The new minigrid provides power to local residents who had been living on just a few hours of unstable electricity that came and went as inconsistently as the weather. To solve the situation, a new solar plus storage plus diesel solution was installed that provides stable power to residents 24 hours a day, 7 days per week for the first time ever.
The system leverages a 2 megawatt (MW) photovoltaic solar installation and a 1.8 MW / 1.5 MWh Tesla Powerpack installation. The solar installation provides the bulk of the electricity required to supply the needs of residents, and the Tesla Powerpack installation stores up excess daytime solar production which can be used through the night.
Three diesel generators with a combined capacity of 1,260 kilowatts (kW) was added to provide supplemental power during peak usage over the evening hours and to offset the seasonality of the solar generating system.
The installation highlights how relatively simple it is for those islanded from existing electricity supply networks to install a microgrid, minigrid, or full-blown grid of their own, built on a foundation of currently available solar and storage solutions. Importantly, the installation was justified and funded without subsidies, demonstrating how competitive and practical solar plus storage installations are, even in rural regions.
The new system in Paluan is effectively a smaller version of what Tesla installed in Samoa, with its Tesla Grid Controller taking over to manage the balance of the solar generation, energy storage, and hydroelectric storage on the island. No overpaid, overcomplicated, high priced, centralized, polluting power plant needed. This is the manifestation of a paradigm that has shifted, as is now being rolled out around the world as established business leaders pivot towards the next generation of energy generation and storage solutions.
The system was installed by a local solar company, Solar Para Sa Bayan (SPSB), which translates to ‘Solar for the country’. The company currently supplies power to nearly 3,000 customers on the island of Paluan, while delivering significant reductions in the cost of electricity at the same time.
The new installations are being led by the head honcho at Solar Philippines, Leandro Leviste, who also runs the first solar PV module manufacturing facility in the country. His bullish move into solar, including microgrid and minigrid installations, is making waves as he disrupts not only the entrenched electric utilities, but also the growing solar industry with his low prices and diverse set of solutions.

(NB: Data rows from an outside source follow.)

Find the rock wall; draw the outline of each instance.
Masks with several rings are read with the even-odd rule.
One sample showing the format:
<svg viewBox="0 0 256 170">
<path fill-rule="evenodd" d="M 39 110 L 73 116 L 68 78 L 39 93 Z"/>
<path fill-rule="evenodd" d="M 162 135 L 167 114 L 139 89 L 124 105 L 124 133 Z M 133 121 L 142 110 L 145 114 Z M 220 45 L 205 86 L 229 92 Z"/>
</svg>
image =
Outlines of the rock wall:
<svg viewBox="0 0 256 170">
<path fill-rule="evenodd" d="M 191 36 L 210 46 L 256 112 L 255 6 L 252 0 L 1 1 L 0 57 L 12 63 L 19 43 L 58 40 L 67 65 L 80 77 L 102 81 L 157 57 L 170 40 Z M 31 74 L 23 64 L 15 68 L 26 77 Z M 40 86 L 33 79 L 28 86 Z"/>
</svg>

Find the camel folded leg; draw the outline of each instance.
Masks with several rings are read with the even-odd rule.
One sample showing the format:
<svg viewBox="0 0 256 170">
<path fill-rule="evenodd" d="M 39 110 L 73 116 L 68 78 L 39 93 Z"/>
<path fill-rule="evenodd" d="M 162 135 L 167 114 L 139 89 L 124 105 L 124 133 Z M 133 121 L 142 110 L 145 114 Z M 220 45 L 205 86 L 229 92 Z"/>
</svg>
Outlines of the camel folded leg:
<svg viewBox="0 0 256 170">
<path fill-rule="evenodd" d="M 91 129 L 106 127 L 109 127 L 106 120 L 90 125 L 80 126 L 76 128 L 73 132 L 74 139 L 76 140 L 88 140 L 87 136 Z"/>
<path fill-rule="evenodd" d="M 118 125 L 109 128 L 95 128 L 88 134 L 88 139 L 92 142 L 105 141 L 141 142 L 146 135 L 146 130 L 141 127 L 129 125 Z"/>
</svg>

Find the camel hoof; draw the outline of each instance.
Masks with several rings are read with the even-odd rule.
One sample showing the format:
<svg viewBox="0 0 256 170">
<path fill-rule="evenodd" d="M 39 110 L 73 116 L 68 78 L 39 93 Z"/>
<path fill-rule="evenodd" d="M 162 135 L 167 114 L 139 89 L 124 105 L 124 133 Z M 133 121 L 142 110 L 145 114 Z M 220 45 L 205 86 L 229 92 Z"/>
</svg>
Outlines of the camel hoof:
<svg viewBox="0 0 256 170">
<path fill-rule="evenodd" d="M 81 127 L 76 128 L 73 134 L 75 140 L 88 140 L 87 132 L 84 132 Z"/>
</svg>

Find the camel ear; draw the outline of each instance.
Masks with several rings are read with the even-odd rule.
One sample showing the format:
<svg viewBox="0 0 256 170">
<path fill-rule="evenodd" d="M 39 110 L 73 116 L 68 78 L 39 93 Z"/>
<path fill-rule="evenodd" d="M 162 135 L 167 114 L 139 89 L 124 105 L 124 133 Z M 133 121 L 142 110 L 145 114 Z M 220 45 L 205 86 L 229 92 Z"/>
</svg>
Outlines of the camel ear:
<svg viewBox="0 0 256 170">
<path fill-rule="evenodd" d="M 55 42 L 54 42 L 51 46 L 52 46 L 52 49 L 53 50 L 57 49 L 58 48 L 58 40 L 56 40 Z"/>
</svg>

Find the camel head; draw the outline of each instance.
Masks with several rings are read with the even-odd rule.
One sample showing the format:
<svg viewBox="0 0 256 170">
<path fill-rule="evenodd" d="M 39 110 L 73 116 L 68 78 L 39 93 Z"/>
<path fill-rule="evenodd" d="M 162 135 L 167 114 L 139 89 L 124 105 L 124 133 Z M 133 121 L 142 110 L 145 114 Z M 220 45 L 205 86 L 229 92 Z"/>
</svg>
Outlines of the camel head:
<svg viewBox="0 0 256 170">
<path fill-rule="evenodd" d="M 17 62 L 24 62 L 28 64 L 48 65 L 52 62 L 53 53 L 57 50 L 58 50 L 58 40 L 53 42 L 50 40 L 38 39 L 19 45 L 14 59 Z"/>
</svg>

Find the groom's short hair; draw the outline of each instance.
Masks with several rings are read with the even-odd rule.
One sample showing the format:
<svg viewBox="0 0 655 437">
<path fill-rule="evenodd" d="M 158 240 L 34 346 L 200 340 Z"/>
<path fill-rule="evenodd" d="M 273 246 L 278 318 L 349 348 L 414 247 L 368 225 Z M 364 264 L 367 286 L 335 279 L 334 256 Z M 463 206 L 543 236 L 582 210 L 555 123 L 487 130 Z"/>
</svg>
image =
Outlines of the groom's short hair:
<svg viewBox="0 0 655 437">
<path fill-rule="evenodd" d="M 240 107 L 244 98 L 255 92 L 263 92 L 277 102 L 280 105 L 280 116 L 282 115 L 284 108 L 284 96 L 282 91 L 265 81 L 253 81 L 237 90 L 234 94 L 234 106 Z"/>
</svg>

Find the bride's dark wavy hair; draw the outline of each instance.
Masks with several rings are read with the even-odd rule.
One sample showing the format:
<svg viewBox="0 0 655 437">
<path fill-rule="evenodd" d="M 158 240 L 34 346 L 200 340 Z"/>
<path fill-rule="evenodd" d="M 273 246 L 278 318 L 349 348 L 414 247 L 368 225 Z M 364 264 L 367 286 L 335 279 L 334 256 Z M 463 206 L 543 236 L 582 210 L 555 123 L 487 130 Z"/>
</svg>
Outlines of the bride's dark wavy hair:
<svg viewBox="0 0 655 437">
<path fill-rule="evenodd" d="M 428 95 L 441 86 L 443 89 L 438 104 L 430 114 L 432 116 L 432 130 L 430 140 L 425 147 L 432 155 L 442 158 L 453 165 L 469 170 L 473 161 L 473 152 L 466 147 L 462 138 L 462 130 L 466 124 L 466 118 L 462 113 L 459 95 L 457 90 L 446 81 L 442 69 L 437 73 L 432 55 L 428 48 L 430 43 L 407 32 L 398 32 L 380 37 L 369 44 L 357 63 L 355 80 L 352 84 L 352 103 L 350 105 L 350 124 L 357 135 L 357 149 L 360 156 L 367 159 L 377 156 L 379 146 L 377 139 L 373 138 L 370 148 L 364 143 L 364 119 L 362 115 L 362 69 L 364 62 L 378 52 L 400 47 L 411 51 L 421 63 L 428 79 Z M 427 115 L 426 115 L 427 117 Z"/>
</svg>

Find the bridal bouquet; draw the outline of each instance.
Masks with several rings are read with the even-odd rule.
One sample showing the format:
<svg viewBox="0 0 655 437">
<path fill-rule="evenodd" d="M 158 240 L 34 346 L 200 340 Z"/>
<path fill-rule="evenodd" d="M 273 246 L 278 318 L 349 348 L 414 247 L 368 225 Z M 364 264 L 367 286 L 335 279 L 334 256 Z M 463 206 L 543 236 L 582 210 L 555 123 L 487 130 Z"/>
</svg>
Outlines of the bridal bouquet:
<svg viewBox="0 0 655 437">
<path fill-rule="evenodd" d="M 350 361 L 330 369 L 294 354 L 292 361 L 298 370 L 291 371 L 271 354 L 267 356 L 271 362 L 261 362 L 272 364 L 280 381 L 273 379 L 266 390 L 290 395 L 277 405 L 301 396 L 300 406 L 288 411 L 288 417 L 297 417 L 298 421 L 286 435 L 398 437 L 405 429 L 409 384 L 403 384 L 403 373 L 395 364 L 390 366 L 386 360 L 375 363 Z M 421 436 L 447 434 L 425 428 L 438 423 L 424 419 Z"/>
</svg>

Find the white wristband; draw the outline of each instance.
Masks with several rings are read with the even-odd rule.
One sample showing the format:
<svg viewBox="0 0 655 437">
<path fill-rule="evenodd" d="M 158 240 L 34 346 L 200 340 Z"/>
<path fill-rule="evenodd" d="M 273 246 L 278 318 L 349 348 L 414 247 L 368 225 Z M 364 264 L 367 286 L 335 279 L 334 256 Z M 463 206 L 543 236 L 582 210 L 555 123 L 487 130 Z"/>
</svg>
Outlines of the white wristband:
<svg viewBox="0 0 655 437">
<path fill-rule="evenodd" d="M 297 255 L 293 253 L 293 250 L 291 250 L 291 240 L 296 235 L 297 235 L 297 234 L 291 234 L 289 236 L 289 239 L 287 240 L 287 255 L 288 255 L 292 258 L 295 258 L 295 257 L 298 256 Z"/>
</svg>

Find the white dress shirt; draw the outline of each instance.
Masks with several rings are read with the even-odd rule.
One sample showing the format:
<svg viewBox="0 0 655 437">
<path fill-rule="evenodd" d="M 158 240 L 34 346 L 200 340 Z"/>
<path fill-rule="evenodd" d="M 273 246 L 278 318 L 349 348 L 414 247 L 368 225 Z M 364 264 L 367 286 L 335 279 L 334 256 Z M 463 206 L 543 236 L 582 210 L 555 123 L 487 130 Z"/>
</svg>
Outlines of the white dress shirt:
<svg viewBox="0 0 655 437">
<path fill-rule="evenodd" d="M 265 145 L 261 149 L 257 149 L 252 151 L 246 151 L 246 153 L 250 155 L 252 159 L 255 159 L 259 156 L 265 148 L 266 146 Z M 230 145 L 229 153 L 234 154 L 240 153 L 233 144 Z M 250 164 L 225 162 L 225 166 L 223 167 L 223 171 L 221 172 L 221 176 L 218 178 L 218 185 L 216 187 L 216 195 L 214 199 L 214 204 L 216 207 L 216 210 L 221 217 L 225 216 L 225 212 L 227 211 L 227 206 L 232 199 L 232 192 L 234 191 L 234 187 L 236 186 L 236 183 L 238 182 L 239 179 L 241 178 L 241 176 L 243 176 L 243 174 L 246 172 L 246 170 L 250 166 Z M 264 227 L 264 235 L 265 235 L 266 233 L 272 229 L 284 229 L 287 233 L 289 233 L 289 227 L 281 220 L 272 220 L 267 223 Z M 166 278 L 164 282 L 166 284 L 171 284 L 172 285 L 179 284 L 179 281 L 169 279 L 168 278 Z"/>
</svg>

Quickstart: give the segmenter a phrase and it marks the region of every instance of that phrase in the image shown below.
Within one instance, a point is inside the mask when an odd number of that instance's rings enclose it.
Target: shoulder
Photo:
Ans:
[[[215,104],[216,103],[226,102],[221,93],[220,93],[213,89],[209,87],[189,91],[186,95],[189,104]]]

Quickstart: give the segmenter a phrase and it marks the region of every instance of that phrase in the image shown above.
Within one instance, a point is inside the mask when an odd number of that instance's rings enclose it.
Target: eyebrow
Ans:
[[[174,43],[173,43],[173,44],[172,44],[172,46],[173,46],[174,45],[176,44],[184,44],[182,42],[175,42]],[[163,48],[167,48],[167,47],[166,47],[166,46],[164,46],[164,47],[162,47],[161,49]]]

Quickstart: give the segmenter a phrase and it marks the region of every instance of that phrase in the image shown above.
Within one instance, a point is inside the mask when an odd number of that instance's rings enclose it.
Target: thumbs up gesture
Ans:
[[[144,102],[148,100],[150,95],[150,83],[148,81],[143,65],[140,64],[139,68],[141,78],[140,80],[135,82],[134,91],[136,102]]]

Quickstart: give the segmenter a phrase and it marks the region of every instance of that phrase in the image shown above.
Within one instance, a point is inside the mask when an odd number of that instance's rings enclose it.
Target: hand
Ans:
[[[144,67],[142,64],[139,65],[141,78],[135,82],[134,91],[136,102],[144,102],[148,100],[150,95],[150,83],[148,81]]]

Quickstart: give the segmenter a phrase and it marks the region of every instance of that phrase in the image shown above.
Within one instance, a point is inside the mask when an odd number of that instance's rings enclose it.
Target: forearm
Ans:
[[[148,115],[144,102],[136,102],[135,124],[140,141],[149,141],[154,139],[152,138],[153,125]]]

The market is ripe for disruption, with more than 30 million Filipinos who live without reliable access to electricity. The island nature of the nation and rugged mountainous terrain makes the prospect of local energy generation and storage installations more lucrative as the cost of tapping into centralized electrical grids puts them out of reach for most of the unserved or underserved in the country.
“The problem of the global microgrid industry is that it has limited itself to subsidized projects, which are limited by the imagination of policymakers,” says Leviste. “The only way to make microgrids scale today is to be willing to do unsubsidised, even initially loss-making projects, banking on both growth in demand and decrease in PV-storage costs to turn a profit over time. We’re betting our customers in Asia and Africa will one day have standards of living, and thus consumption, at even a fraction of what households in the US and Europe have today, and that our microgrids can help them reach that point sooner, so we’re effectively in the business of ending poverty.”
His end to end vision that connects the business side of the solar microgrid and minigrid world with the energy poverty it has the potential to alleviate or eliminate identifies him as a new generation of leader. Leviste clearly sees not only the potential of today’s current and future solar plus storage technologies, he is also actively building a company that leverages those solutions to bring about real change for Filipinos across the country.